Raphaël: Cela nous a pris près d’un an au Mexique, entre recherches sur Internet pour l’identification des projets, et prises de contact. Certains jours, on allait au Starbucks à 5h du mat' pour "skyper" avec la France. À notre retour en France, cela nous a pris six mois de travail à plein temps: recherche de partenaires financiers, signature de conventions, logistique…
C’est un sacré périple et ça doit être également un sacré budget…
Jules: Notre budget total est de 90.000 euros, dont 75.000 euros déjà levés. Pour les 15.000 euros restants, nous allons lancer une opération de crowdfunding sur la plateforme Ulule. Nos partenaires financiers principaux sont Accor, Air France, Generali, GRDF, Patagonia, SNCF, Suez Environnement, Toulouse Business School et Vinci.
Raphaël: Nous avons également des partenaires de second rang comme Entrepreneurs d’avenir, le cabinet AJC-RH et Lagunak [bar à tapas, NDLR]. Nos partenaires institutionnels sont Ashoka, le Beeotop, l’Institut de l’économie circulaire, Orée, le groupe économie sociale et solidaire de Sciences Po. Nous avons également le soutien bénévole de l’agence Batida&Co, d’un graphiste, d’un webmaster, et également d’un médecin…

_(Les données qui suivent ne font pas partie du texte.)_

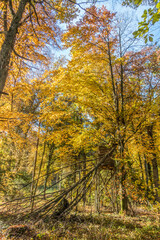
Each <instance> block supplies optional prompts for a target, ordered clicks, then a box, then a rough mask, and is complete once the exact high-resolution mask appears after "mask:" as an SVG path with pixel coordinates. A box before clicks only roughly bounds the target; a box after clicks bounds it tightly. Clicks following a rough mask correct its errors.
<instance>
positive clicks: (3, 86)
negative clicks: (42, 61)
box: [0, 0, 76, 92]
mask: <svg viewBox="0 0 160 240" xmlns="http://www.w3.org/2000/svg"><path fill="white" fill-rule="evenodd" d="M75 11H76V9H75V5H74V3H72V2H70V1H48V0H46V1H38V2H37V1H30V0H19V1H13V0H6V1H1V5H0V15H1V20H0V26H1V32H0V34H1V36H2V37H1V40H0V92H2V91H3V88H4V85H5V82H6V79H7V75H8V72H9V71H10V70H11V69H13V68H14V67H15V66H14V65H15V64H16V63H15V62H14V59H15V56H16V57H18V58H21V59H23V60H24V63H25V62H26V61H29V62H30V61H31V62H32V61H33V62H37V59H39V60H40V61H42V60H44V61H46V58H45V57H44V55H45V54H44V52H43V51H42V50H40V49H42V48H43V49H44V46H46V45H47V44H49V43H50V44H51V43H52V44H53V45H54V46H58V37H59V33H60V29H59V27H58V24H57V22H58V21H61V22H66V21H69V20H70V19H71V18H73V17H74V16H75ZM19 67H20V66H19ZM20 68H21V67H20Z"/></svg>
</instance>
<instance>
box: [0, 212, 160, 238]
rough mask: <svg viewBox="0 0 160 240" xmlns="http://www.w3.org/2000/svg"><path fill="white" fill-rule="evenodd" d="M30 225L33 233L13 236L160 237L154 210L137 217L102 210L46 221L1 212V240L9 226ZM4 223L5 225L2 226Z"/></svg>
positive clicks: (83, 212) (157, 217) (143, 212)
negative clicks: (93, 212)
mask: <svg viewBox="0 0 160 240" xmlns="http://www.w3.org/2000/svg"><path fill="white" fill-rule="evenodd" d="M15 224H17V226H19V225H20V224H21V225H22V224H23V226H28V227H29V228H31V229H32V231H33V230H34V233H35V234H34V235H33V237H32V238H31V236H29V235H28V236H27V235H25V236H24V235H23V236H14V238H10V239H23V240H25V239H26V240H29V239H35V240H36V239H41V240H48V239H49V240H51V239H52V240H62V239H66V240H105V239H106V240H107V239H135V240H138V239H139V240H140V239H144V240H149V239H155V240H160V216H159V214H156V213H154V212H152V213H151V212H148V214H146V213H145V212H143V211H142V212H141V213H140V214H137V215H136V217H128V216H125V215H120V214H113V213H102V214H95V213H93V214H88V213H85V212H83V213H77V214H75V213H72V214H70V215H69V216H67V217H65V218H61V219H53V218H50V217H49V216H48V218H46V219H45V221H44V220H42V219H41V220H39V221H36V222H35V220H33V219H32V220H31V219H30V218H28V219H22V218H21V219H20V218H17V216H16V214H15V215H14V214H12V215H9V214H7V213H4V212H3V213H1V214H0V230H1V231H0V232H2V233H1V236H0V239H2V240H5V239H7V238H6V237H5V236H6V235H5V233H6V229H7V228H8V227H9V226H11V225H15ZM2 225H3V226H2Z"/></svg>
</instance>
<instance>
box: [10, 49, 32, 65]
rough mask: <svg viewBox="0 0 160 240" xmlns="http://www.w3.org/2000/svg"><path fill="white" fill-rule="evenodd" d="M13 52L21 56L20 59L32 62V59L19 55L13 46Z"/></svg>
mask: <svg viewBox="0 0 160 240" xmlns="http://www.w3.org/2000/svg"><path fill="white" fill-rule="evenodd" d="M13 52H14V54H15V55H16V56H17V57H19V58H22V59H24V60H27V61H30V62H33V60H31V59H29V58H26V57H23V56H21V55H19V54H18V53H17V52H16V51H15V49H14V48H13Z"/></svg>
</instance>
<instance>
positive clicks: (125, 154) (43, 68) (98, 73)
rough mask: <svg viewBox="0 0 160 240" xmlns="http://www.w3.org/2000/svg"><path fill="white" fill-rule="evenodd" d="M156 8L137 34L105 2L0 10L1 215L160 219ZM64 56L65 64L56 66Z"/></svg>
mask: <svg viewBox="0 0 160 240" xmlns="http://www.w3.org/2000/svg"><path fill="white" fill-rule="evenodd" d="M120 3H121V4H122V2H120ZM86 4H87V3H86ZM141 4H142V1H136V0H135V1H124V2H123V4H122V5H125V6H126V5H129V7H133V8H137V7H138V6H139V5H141ZM149 4H150V6H149V7H148V5H147V8H146V10H145V11H144V13H143V15H142V21H141V22H139V27H138V28H137V30H136V31H134V33H133V29H134V28H133V25H134V24H135V22H134V20H133V18H131V17H129V16H125V15H123V16H122V14H121V15H119V14H118V12H117V13H114V12H110V11H109V10H108V9H107V7H105V2H104V5H103V6H102V5H101V6H98V5H96V3H94V2H92V3H91V4H89V5H87V7H84V6H86V5H83V4H82V3H81V2H75V1H71V0H65V1H63V0H62V1H60V0H54V1H53V0H43V1H41V0H40V1H36V0H19V1H17V0H1V1H0V30H1V32H0V94H1V98H0V204H1V208H2V209H7V211H8V212H11V213H12V212H16V213H17V214H30V215H31V216H34V214H36V216H38V217H40V218H43V217H46V216H47V215H49V216H56V217H57V216H61V215H63V214H68V213H70V212H71V211H72V209H74V211H78V210H85V209H86V210H87V209H89V210H90V211H96V212H99V213H100V212H103V210H105V209H109V210H111V211H113V212H116V213H125V214H127V215H132V216H133V215H134V214H135V210H136V208H138V207H139V206H155V207H156V209H157V211H158V209H159V208H160V205H159V204H160V192H159V171H160V169H159V166H160V121H159V120H160V95H159V93H160V88H159V87H160V82H159V79H160V72H159V60H160V49H159V37H157V35H156V37H155V35H154V31H152V27H153V28H154V27H155V26H156V27H157V26H159V19H160V3H159V1H156V0H154V1H150V3H149ZM125 6H124V7H125ZM157 28H158V27H157ZM155 31H156V30H155ZM62 48H63V49H64V51H65V52H66V53H67V55H66V57H65V56H60V57H57V55H58V54H59V51H60V49H62ZM62 52H63V51H62Z"/></svg>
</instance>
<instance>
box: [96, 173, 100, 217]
mask: <svg viewBox="0 0 160 240" xmlns="http://www.w3.org/2000/svg"><path fill="white" fill-rule="evenodd" d="M99 185H100V175H99V169H97V170H96V178H95V210H96V212H98V213H100V191H99V187H100V186H99Z"/></svg>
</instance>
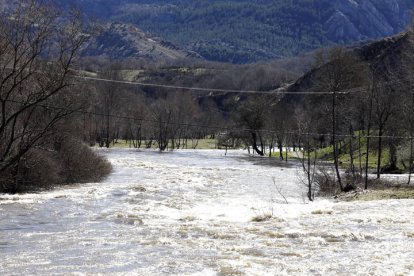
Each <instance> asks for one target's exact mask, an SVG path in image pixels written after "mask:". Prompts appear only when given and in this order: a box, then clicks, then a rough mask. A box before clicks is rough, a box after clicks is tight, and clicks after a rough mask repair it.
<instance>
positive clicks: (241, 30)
mask: <svg viewBox="0 0 414 276" xmlns="http://www.w3.org/2000/svg"><path fill="white" fill-rule="evenodd" d="M59 1H60V2H67V3H71V4H73V3H76V2H77V5H79V6H80V7H82V8H84V9H85V11H86V13H87V14H89V15H93V16H96V17H100V18H103V19H105V20H107V19H109V20H111V21H116V22H122V23H132V24H136V25H137V26H138V27H139V28H141V29H143V30H144V31H146V32H150V33H152V34H154V35H157V36H159V37H161V38H162V39H163V40H167V41H171V42H173V43H174V44H176V45H179V46H181V47H182V48H184V49H187V50H190V51H194V52H197V53H198V54H200V55H201V56H203V57H204V58H206V59H209V60H216V61H225V62H233V63H248V62H252V61H258V60H266V59H271V58H277V57H285V56H292V55H296V54H298V53H300V52H304V51H309V50H312V49H315V48H318V47H321V46H327V45H332V44H334V43H341V44H346V43H353V42H355V41H361V40H367V39H375V38H379V37H384V36H389V35H393V34H395V33H398V32H400V31H402V30H403V29H404V28H405V26H406V25H407V23H408V22H409V20H410V14H411V12H410V10H411V8H412V7H413V6H414V0H254V1H252V0H213V1H212V0H198V1H192V0H191V1H190V0H120V1H111V0H76V1H73V0H70V1H69V0H59Z"/></svg>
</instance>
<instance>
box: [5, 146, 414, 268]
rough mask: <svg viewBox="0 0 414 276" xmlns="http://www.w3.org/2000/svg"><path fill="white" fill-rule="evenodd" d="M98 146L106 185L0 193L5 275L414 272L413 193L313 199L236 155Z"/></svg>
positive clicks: (261, 160)
mask: <svg viewBox="0 0 414 276" xmlns="http://www.w3.org/2000/svg"><path fill="white" fill-rule="evenodd" d="M100 152H101V153H102V154H104V155H105V156H106V157H107V158H108V159H109V160H110V161H111V163H112V164H113V166H114V172H113V173H112V174H111V175H110V176H109V177H108V178H107V179H106V180H105V181H103V182H102V183H90V184H84V185H71V186H65V187H61V188H58V189H55V190H53V191H46V192H41V193H32V194H24V195H0V258H1V260H2V261H1V264H0V272H1V274H2V275H24V274H25V275H50V274H70V275H82V274H88V275H89V274H120V275H163V274H165V275H171V274H173V275H358V274H360V275H397V274H398V275H410V274H413V273H414V250H413V249H414V220H413V218H414V200H387V201H373V202H352V203H345V202H341V203H336V202H334V201H333V200H328V199H318V200H317V201H316V202H314V203H309V202H307V201H306V199H305V194H306V187H305V186H304V185H303V184H301V171H300V169H299V168H298V167H297V166H296V165H294V164H290V165H284V166H282V165H280V163H278V162H277V161H269V160H268V159H266V158H254V157H249V156H247V154H246V153H245V152H243V151H229V152H228V154H227V156H224V152H223V151H218V150H204V151H203V150H199V151H193V150H186V151H177V152H167V153H159V152H155V151H137V150H130V149H114V150H109V151H103V150H102V151H100ZM274 163H276V164H274ZM263 217H267V219H265V220H263V221H254V220H260V219H259V218H263Z"/></svg>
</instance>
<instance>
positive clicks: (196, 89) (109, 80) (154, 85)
mask: <svg viewBox="0 0 414 276" xmlns="http://www.w3.org/2000/svg"><path fill="white" fill-rule="evenodd" d="M71 77H73V78H77V79H83V80H92V81H100V82H107V83H116V84H127V85H135V86H144V87H157V88H166V89H175V90H188V91H194V92H221V93H242V94H267V95H272V94H273V95H274V94H280V95H286V94H293V95H295V94H296V95H324V94H325V95H326V94H328V95H332V94H350V93H356V92H361V91H363V88H360V87H356V88H352V89H348V90H343V91H335V92H333V91H325V92H323V91H279V90H270V91H259V90H237V89H220V88H203V87H190V86H178V85H168V84H158V83H144V82H134V81H125V80H114V79H106V78H98V77H87V76H80V75H72V76H71Z"/></svg>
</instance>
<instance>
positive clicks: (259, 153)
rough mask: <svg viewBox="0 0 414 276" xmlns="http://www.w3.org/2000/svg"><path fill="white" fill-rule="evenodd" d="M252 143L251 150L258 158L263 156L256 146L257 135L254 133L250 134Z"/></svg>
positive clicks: (256, 143)
mask: <svg viewBox="0 0 414 276" xmlns="http://www.w3.org/2000/svg"><path fill="white" fill-rule="evenodd" d="M251 134H252V142H253V150H254V151H255V152H257V154H259V155H260V156H264V153H263V151H262V150H260V149H259V148H258V146H257V135H256V133H255V132H252V133H251Z"/></svg>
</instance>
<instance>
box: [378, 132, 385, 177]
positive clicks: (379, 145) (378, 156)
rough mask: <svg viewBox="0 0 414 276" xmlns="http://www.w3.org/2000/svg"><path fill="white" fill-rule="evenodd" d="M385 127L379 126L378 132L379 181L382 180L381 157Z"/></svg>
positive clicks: (378, 159) (378, 175)
mask: <svg viewBox="0 0 414 276" xmlns="http://www.w3.org/2000/svg"><path fill="white" fill-rule="evenodd" d="M383 130H384V127H383V125H382V124H380V126H379V132H378V136H379V137H378V159H377V179H380V178H381V157H382V134H383V133H382V132H383Z"/></svg>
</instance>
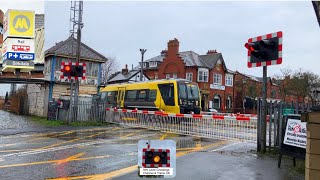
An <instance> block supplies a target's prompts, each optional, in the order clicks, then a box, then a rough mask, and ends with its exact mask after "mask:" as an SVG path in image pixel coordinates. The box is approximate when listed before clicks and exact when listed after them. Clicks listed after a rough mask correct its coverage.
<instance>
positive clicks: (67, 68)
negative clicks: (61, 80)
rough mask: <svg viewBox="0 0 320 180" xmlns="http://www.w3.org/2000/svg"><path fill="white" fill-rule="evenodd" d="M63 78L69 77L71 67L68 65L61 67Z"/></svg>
mask: <svg viewBox="0 0 320 180" xmlns="http://www.w3.org/2000/svg"><path fill="white" fill-rule="evenodd" d="M63 76H66V77H68V76H71V66H70V65H65V66H64V67H63Z"/></svg>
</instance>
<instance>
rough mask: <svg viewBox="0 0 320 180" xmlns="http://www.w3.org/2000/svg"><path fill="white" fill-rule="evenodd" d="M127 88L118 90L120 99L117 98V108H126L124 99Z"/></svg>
mask: <svg viewBox="0 0 320 180" xmlns="http://www.w3.org/2000/svg"><path fill="white" fill-rule="evenodd" d="M125 92H126V88H124V87H120V88H118V98H117V107H118V108H123V107H124V97H125Z"/></svg>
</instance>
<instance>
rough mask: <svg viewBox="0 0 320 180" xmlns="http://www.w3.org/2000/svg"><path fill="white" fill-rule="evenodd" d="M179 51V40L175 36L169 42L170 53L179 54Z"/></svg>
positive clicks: (168, 42)
mask: <svg viewBox="0 0 320 180" xmlns="http://www.w3.org/2000/svg"><path fill="white" fill-rule="evenodd" d="M178 53H179V41H178V39H176V38H174V39H173V40H170V41H169V42H168V54H174V55H175V54H178Z"/></svg>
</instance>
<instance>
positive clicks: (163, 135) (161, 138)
mask: <svg viewBox="0 0 320 180" xmlns="http://www.w3.org/2000/svg"><path fill="white" fill-rule="evenodd" d="M167 136H168V133H165V134H163V135H162V136H161V137H160V140H164V138H165V137H167Z"/></svg>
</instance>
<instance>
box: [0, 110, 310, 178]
mask: <svg viewBox="0 0 320 180" xmlns="http://www.w3.org/2000/svg"><path fill="white" fill-rule="evenodd" d="M1 113H2V114H1ZM0 114H1V115H7V116H0V124H2V125H3V124H6V123H8V122H9V123H12V122H13V121H10V120H7V119H6V118H9V116H11V117H17V116H15V115H12V114H10V113H9V114H6V112H5V113H3V112H2V111H0ZM8 115H9V116H8ZM19 118H20V119H19V120H15V121H14V122H15V123H18V124H15V125H10V126H8V125H7V126H1V127H7V129H4V128H2V129H0V179H1V180H7V179H8V180H9V179H10V180H11V179H19V180H20V179H61V180H62V179H64V180H65V179H94V180H95V179H121V180H122V179H140V177H138V172H137V154H138V153H137V149H138V148H137V143H138V141H139V140H141V139H156V140H163V139H172V140H175V141H176V142H177V175H176V177H175V178H173V179H183V180H184V179H235V178H236V179H239V180H241V179H268V180H269V179H276V180H277V179H279V180H280V179H281V180H282V179H297V180H300V179H304V175H303V174H297V173H295V171H292V168H291V166H292V161H291V160H283V162H282V168H281V169H278V168H277V159H276V158H275V157H269V156H261V155H259V154H257V153H255V144H252V143H244V142H237V141H226V140H215V139H208V138H198V137H192V136H183V135H177V134H171V133H166V132H160V131H152V130H147V129H142V128H129V127H124V126H118V125H108V126H103V127H55V128H50V127H43V126H40V125H37V124H32V123H29V120H28V119H27V118H25V117H23V116H21V117H19ZM19 123H21V124H22V126H19ZM9 127H10V128H9ZM4 132H6V133H4Z"/></svg>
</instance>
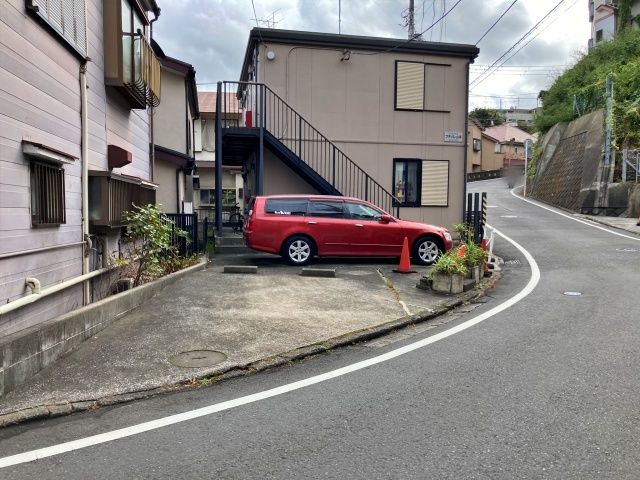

Comment avez-vous réussi à les convaincre?
Jules: Par le sérieux de notre projet et de notre approche. Mais nous avons été aussi grandement aidés par les contacts et le réseau de certains de nos partenaires institutionnels comme Ashoka et l’Institut de l’économie circulaire. Leur parrainage, et leurs introductions auprès de grandes entreprises ont été décisifs pour notre recherche de financement.
Qu’avez-vous prévu pour faire connaître votre tour du monde?
Raphaël: Nous avons créé un site Internet, Circul’R.com, sur lequel nous posterons un à deux articles sur les initiatives visitées dans chaque pays, ainsi que des reportages vidéo d’1min30. Nous sommes présents sur Twitter et Facebook. Nos partenaires vont également nous relayer sur leurs sites et réseaux. Dans chaque pays visité, nous donnerons également des conférences dans les universités partenaires pour partager notre expérience.
Avez-vous songé à ce que vous ferez à votre retour?
Raphaël: Nous sommes en contact avec un éditeur pour publier un livre. Et bien sûr, nous aimerions rester dans l’économie circulaire, en montant soit un incubateur pour start-up, soit un fonds d’ancrage.